Nguyen is a putative class action concerning Barnes & Noble’s online “fire sale” to liquidate, at highly discounted prices, its inventory of a discontinued tablet computer. Nguyen had purchased two of the tablets and received e-mail confirmation. But the next day, due to unexpectedly high demand, Barnes & Noble cancelled his order. Nguyen then sued for damages on behalf of himself and similarly situated consumers.
However, these usage terms were presented to consumers in browsewrap agreements—i.e., an agreement containing mandatory usage terms that can be reviewed via a hyperlink. Barnes & Noble attempted to tie the consumer’s continued site usage with assent to the browsewrap agreement’s terms, even though users could make a purchase without actually seeing the agreement’s terms—or even knowing they exist. This stands in contrast to clickwrap agreements, which force users to affirmatively click a button or box that shows their consent.
Barnes & Noble made the terms available through a conspicuous link in the bottom left corner of every page on the Web site
on at least some pages, the link was visible without needing to scroll down
the link appeared directly below buttons that consumers must click to checkout, so consumers saw the link before they completed orders.
What more (other than converting to clickwrap) should Barnes & Noble have done? The court doesn’t exactly say. But it does discuss with approval other browsewraps that, in addition to making terms available via a prominent link, also provided explicit, sufficiently noticeable warnings that continued use of the site would bind users to the terms. For example, the court extols one such browsewrap that contained such a notice at the bottom of every page. But, Barnes & Noble had not provided such a notice.
Two things should be noted about Nguyen. First, the case is likely distinguishable from those involving business-to-business e-commerce. Nguyen concerns consumers, and the opinion expressly notes courts’ traditional willingness to enforce browsewraps against businesses but not against individual consumers. Still, even in the business-to-business context, this may be a situation where an ounce of prevention is worth a pound of cure, and companies may want to take note of this decision and adjust their e-commerce practices accordingly.

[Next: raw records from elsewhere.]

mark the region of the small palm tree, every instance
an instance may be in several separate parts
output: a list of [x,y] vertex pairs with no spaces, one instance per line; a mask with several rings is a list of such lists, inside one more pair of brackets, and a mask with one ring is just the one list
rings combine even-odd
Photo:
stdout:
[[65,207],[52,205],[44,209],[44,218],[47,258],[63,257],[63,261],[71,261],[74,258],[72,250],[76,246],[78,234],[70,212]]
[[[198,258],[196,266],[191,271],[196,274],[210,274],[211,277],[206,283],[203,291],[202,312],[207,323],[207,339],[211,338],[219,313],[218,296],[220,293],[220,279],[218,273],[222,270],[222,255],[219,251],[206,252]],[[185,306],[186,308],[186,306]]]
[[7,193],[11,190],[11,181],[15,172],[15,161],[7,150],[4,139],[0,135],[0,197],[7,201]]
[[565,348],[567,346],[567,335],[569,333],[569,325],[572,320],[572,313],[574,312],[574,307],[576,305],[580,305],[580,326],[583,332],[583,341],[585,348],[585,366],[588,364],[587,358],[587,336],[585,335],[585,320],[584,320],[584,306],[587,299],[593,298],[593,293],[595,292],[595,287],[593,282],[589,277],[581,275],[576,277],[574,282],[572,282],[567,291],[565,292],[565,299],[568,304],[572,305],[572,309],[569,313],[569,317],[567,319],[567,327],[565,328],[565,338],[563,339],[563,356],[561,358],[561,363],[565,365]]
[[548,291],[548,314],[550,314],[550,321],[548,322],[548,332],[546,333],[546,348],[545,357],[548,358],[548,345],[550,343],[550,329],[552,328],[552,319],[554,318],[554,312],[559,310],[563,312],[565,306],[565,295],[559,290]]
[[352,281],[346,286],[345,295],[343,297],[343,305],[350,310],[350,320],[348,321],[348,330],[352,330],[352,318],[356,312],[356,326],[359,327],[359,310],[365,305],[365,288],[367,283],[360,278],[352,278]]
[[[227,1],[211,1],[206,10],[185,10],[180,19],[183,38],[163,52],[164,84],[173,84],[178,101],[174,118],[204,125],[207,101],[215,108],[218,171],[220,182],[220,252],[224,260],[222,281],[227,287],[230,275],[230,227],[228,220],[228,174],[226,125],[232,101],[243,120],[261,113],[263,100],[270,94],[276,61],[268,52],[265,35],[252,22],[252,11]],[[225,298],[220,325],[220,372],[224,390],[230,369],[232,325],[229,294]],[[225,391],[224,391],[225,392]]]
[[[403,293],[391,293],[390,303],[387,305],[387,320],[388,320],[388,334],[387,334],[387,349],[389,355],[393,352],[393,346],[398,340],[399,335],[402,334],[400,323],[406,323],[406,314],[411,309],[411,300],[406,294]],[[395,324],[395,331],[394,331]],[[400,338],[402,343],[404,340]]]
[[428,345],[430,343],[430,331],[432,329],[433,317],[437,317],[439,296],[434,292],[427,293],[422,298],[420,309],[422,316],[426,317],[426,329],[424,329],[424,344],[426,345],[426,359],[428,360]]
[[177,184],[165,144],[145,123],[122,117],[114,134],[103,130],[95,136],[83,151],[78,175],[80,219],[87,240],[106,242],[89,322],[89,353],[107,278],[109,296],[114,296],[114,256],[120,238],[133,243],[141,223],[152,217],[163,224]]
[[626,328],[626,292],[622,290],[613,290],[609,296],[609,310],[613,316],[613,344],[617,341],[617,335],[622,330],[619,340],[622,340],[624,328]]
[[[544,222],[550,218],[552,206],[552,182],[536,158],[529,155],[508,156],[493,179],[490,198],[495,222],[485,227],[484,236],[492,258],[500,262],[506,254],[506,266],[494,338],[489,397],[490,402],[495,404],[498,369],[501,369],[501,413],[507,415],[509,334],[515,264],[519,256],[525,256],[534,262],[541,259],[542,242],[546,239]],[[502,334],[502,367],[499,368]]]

Second, the stakes here were certainly larger than just the proper forum for hearing plaintiff’s claims. Under recent Supreme Court precedent, such class waivers in arbitration provisions are enforceable, and enforcing arbitration here would likely have ended the case. Of course, this underscores the potential value of getting consumers’ effective agreement to usage terms.
In sum, Nguyen lends an important lesson for businesses engaging in e-commerce with California consumers, and who want to do all they can to improve the chances of their arbitration agreements being found enforceable. It appears safest to move to clickwrap and require affirmative evidence of consumer assent to usage terms. Otherwise, if businesses still prefer to use browsewraps, they should at the very least make sure that: (1) usage terms are available via a conspicuous link; and (2) the site contains conspicuous textual notices that use constitutes agreement with the usage terms—and, even then, it is not certain that such provisions will be upheld in light of Nguyen. In the end, despite federal courts’ now 30-year record of enforcing arbitration agreements, arbitration is still a matter of contract, which requires both parties’ agreement.